The Bombay Gazette (established in 1789), also known as Bombay Gazette, was among the first English newspapers published from Bombay (now Mumbai), India.

== History ==
Initially found in 1789 as the "Bombay Herald", the newspaper's name was changed to "Bombay Gazette" in 1791. It remained the leading paper of the city for a long time and covered important events such as the first session of the Indian National Congress in 1885. The Bombay Gazette and Bombay Courier were the earliest English language Indian newspapers published in Bombay (now Mumbai).

The newspaper continued to be published up to the early 1900s.

The Bombay Gazette started printing paper on silk from 26 April 1841.

Surviving copies of the Bombay Gazette can be found in the British Library (Colindale collection).

== Owners and editors ==

The owners and editors of Bombay Gazette included the British journalist and politician, James Mackenzie Maclean, Adolphus Pope (1821), Fair (1826), Francis Warden (1827), R. X. Murphy (1833), Grattan Geary (1890), Sir Frank Beaman and Galium (1840).

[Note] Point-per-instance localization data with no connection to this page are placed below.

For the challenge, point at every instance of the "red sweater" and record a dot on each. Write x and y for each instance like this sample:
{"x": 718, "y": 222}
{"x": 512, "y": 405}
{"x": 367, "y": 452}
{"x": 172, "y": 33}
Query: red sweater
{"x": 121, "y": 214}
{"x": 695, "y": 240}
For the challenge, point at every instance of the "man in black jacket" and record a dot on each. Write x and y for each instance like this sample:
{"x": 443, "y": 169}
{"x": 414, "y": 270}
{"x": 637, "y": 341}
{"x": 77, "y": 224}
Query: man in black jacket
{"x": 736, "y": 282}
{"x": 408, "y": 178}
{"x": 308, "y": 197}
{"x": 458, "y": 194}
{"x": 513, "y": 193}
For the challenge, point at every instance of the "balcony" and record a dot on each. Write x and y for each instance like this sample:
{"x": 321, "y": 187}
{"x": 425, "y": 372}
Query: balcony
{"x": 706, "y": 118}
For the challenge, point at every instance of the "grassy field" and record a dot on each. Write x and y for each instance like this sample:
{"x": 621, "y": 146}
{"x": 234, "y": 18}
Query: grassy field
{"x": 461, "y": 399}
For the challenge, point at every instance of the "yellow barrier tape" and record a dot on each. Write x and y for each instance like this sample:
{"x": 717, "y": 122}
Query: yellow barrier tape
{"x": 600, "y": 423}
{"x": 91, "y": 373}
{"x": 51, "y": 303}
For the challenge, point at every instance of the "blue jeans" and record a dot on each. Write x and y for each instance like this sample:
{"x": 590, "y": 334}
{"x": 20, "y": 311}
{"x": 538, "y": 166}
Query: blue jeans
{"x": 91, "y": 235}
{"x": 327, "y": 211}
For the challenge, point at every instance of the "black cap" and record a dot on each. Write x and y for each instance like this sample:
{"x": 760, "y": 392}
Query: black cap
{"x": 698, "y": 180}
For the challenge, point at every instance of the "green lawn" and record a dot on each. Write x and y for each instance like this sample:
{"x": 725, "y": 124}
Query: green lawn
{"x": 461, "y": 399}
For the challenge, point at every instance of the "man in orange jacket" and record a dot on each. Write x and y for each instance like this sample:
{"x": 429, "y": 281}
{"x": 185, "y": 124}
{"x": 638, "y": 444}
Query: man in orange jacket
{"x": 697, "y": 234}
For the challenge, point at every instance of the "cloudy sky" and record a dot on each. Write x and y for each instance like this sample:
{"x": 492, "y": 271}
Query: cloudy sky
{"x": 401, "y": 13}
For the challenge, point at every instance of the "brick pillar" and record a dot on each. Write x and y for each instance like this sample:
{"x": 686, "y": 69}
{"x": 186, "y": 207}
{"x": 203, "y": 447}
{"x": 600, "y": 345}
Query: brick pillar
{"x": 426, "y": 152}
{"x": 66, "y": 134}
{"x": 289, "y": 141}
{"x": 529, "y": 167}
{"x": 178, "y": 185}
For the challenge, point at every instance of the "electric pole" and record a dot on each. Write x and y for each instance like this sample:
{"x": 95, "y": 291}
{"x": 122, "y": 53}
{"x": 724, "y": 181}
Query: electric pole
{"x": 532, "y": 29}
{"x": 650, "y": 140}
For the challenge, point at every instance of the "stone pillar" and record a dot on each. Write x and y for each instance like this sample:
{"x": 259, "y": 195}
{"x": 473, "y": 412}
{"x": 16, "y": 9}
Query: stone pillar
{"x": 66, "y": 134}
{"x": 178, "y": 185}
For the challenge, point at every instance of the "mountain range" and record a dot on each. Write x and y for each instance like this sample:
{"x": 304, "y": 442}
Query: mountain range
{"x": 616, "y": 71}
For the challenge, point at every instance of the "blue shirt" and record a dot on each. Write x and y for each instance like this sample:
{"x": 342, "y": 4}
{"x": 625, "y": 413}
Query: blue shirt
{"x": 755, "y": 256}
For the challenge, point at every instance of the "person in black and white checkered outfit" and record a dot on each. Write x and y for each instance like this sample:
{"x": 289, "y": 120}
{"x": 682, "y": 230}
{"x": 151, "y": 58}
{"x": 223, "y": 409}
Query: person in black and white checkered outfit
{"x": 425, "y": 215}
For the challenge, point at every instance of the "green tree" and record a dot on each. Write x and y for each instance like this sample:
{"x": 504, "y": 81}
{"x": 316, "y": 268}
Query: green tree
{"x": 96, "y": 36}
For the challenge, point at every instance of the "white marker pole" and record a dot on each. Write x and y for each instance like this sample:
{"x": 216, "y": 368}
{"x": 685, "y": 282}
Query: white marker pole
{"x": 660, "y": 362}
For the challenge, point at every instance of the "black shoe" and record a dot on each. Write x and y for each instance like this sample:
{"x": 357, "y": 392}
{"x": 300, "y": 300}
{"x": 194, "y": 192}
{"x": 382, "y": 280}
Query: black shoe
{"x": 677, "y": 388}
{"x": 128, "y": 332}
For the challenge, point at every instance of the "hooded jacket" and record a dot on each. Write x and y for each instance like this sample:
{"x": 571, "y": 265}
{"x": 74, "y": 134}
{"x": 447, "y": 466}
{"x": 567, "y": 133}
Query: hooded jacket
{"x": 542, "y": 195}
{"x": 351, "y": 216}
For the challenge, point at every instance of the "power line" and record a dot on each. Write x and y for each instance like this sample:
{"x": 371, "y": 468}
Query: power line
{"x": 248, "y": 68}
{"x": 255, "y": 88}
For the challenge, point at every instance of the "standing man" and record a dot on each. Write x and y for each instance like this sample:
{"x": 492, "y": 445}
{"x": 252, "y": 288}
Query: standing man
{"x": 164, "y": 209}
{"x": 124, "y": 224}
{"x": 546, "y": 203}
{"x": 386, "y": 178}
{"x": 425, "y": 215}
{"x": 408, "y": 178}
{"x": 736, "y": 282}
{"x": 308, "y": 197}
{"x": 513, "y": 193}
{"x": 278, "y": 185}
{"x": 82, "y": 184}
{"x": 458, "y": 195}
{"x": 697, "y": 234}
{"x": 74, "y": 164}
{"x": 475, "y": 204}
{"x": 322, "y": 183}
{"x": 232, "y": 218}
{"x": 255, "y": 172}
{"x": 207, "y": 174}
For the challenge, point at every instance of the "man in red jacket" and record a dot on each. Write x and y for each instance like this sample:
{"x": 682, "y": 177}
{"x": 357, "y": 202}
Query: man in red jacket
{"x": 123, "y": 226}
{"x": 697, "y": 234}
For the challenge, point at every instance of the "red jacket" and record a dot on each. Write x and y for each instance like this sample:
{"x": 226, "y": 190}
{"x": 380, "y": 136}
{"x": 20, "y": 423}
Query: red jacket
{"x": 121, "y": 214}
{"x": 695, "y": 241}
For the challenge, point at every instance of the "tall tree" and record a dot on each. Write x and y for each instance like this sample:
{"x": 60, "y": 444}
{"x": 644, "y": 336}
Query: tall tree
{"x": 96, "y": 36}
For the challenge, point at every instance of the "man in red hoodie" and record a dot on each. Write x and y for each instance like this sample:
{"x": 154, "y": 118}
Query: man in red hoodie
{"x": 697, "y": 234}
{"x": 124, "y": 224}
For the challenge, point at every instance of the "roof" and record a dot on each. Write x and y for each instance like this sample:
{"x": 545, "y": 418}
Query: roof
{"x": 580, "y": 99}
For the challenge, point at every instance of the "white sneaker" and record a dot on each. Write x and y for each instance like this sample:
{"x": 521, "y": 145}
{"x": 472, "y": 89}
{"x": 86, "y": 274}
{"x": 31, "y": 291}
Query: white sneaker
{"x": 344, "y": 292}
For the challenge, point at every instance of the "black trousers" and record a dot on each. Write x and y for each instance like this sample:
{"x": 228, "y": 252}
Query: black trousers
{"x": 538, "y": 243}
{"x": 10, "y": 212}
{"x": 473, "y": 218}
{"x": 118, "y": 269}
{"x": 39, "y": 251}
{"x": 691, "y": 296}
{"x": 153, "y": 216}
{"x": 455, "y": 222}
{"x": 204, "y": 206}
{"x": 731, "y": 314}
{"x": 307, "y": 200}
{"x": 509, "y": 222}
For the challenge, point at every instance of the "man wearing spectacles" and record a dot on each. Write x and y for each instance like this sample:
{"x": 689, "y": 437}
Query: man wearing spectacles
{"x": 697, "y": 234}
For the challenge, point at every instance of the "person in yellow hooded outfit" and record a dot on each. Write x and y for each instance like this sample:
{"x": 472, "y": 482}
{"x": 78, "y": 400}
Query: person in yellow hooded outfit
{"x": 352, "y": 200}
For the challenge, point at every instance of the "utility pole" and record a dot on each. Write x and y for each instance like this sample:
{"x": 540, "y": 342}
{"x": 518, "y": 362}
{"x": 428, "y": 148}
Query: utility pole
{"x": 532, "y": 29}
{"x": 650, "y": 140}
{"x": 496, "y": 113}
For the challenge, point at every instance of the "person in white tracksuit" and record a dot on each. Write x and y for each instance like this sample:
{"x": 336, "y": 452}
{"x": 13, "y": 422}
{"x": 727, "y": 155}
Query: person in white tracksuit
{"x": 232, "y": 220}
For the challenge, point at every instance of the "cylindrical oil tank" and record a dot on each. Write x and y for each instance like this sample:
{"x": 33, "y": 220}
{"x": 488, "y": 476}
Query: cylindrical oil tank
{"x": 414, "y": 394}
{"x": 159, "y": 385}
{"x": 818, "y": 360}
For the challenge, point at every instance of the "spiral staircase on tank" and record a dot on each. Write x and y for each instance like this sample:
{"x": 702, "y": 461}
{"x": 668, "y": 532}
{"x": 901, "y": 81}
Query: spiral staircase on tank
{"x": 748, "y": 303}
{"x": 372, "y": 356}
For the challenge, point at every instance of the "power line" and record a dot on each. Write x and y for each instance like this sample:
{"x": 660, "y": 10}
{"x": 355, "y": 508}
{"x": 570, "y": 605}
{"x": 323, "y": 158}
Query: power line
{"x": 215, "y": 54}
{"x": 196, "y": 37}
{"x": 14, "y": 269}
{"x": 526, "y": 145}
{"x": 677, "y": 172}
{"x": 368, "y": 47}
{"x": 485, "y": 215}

It was not unheard of for its proprietors to include British civil servants.

In 1911, Sir Pherozeshah Mehta and Benjamin Horniman attempted to purchase Bombay Gazette, to counteract the influence of another newspaper The Times of India, and to give a voice to Indian nationalists, but his attempts were thwarted by one of the directors, Sir Frank Beaman, which led Mehta to establish a separate newspaper, The Bombay Chronicle in 1913.

== Content ==

Bombay Gazette commenced as a weekly newspaper, in 1825 and was published every Wednesday. After some forty years, it became a bi-weekly. The newspaper contained articles of local interest, especially those concerning Bombay city itself, proclamations, obituaries (mostly of British residents and rich Indians) advertisements and news regarding the British colonial government in India. For instance, on 13 January 1880, Bombay Gazette published a news article -

"A large hyena is prowling about Malabar Hill on the western side between Mr. Nicol's residence and Vaucluse, as good sport as a Mazagon tiger."

It was known to oscillate its stand between extremes of conservative pro-establishment to liberal pro-Indian, based on the opinions of the current editor and owner. The newspaper employed both Eurasian and Indian reporters, and a Parsi reporter for legal articles (Nanabhoy Masani and later, Darashaw Chichghar).